De nouvelles Lumières dans le pays de Vitré se préparent au message universel de l’Exposition des Objectifs du développement durable prévue dans la baie d’Osaka en 2025. Pendant 40 ans environ, un couple de bijoutiers faisaient briller l’orfèvrerie créative dans ce pays des Marches de Bretagne, devenu un carrefour de marchands d’art en devenir.
En rêvant de diamants alternatifs sans extraction forestière, un fil d’or pourrait en faire une petite Manchester de l’Occident prête à entrer en dialogue avec son homologue dans le Kansai japonais. De la Grande Exposition de Londres 1851 à celle d’Osaka : quel miroir industriel et territorial pour le pays de Vitré et des échanges créatifs réinventés depuis la Confrérie des marchands d’Outre-Mer ?

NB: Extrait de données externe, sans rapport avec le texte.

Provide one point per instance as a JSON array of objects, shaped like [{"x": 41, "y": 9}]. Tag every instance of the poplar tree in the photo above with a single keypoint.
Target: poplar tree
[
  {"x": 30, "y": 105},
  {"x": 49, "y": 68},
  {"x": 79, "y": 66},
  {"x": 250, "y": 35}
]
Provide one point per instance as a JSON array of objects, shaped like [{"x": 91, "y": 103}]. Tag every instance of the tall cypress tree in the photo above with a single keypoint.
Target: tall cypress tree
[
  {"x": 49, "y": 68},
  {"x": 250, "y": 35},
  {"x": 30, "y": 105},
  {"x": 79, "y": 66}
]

L’histoire et l’évolution des Expositions universelles méritent qu’on s’attache aux sources profondes. En sa qualité de président de la Society of Arts, le prince Albert a créé un comité pour organiser des expositions dans le but d’améliorer le design industriel britannique. Une exposition à Birmingham en 1849 a été suivie de la première exposition véritablement internationale, la Grande exposition des produits de l’industrie de toutes les nations, qui s’est tenue au «Crystal Palace» de Joseph Paxton à Hyde Park, Londres, à l’été 1851.
La moitié de l’espace d’exposition était consacrée à la fabrication britannique, et l’autre moitié était offerte aux pays étrangers pour montrer leurs réalisations et leurs spécialités. Six millions de personnes ont visité l’exposition pour voir plus de 100 000 expositions du monde entier, réparties globalement en matières premières, machines, produits manufacturés et beaux-arts.

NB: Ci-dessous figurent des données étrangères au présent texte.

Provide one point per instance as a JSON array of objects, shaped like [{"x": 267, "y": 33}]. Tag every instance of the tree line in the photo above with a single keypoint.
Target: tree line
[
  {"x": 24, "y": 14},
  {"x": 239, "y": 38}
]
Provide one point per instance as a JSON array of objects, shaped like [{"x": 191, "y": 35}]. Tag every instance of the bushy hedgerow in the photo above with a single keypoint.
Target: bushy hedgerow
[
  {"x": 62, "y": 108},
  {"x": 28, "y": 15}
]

La reine Victoria elle-même s’y est rendue pas moins de trente-quatre fois. Les bénéfices substantiels ont été utilisés pour établir le South Kensington Museum, rebaptisé Victoria and Albert Museum en 1899. La reine a écrit à son oncle Léopold, roi des Belges, que l’inauguration de la Grande Exposition était le « plus grand jour de notre histoire ».
Le long de la rivière Cam qui coule vers Cambridgeshire, l’horloge Corpus Clock de la vénérable cité universitaire est alimentée par les jambes d’un échappement sauterelle, dispositif longtemps recherché pour résoudre le problème du calcul de la longitude en mer.

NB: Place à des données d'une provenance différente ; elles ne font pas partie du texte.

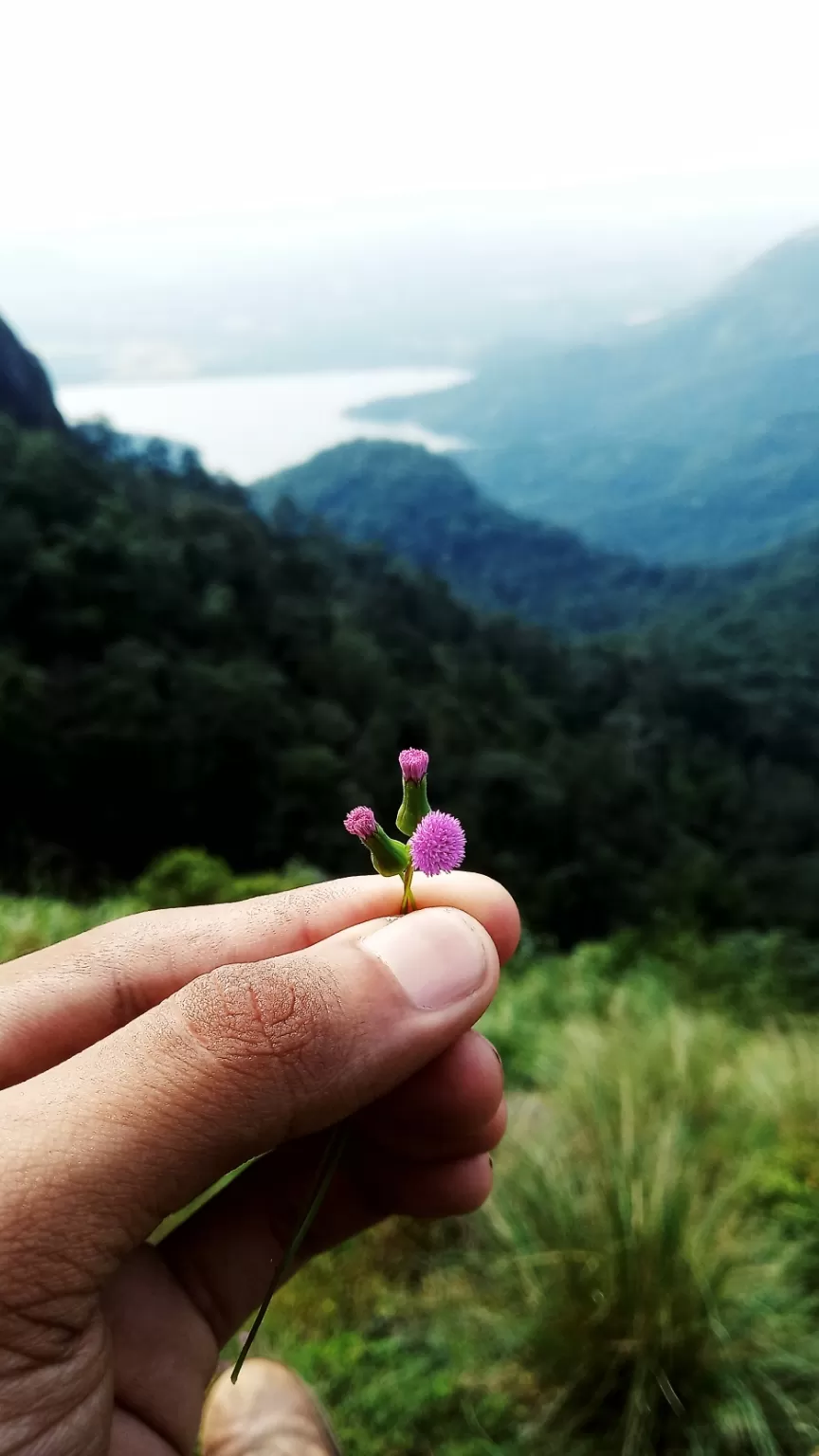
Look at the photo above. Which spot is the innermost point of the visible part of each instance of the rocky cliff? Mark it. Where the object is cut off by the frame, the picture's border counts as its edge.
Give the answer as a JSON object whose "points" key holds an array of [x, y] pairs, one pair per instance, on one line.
{"points": [[25, 391]]}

L’emblème de l’antaxie voyageuse, une sauterelle venue de très loin, souligne l’impact culturel des voyages à travers diverses régions, état d’esprit historique des familles marchandes de Vitré (Pierre Olivier Malherbe, Pierre Landais…) et mais aussi de voyageurs en quête de pièces de haute joaillerie comme par exemple Jean Chardin, jeune joaillier protestant plein de fougue et d’ambition, parti en Perse en 1665.
Le passé joaillier de Vitré a traversé les époques. Le secret de sa résilience ? Peut-être donner aux habitants le sentiment d’échapper aux incertitudes économiques et renforcer malgré les crises la valeur de l’art de vivre dans le luxe de leur vie.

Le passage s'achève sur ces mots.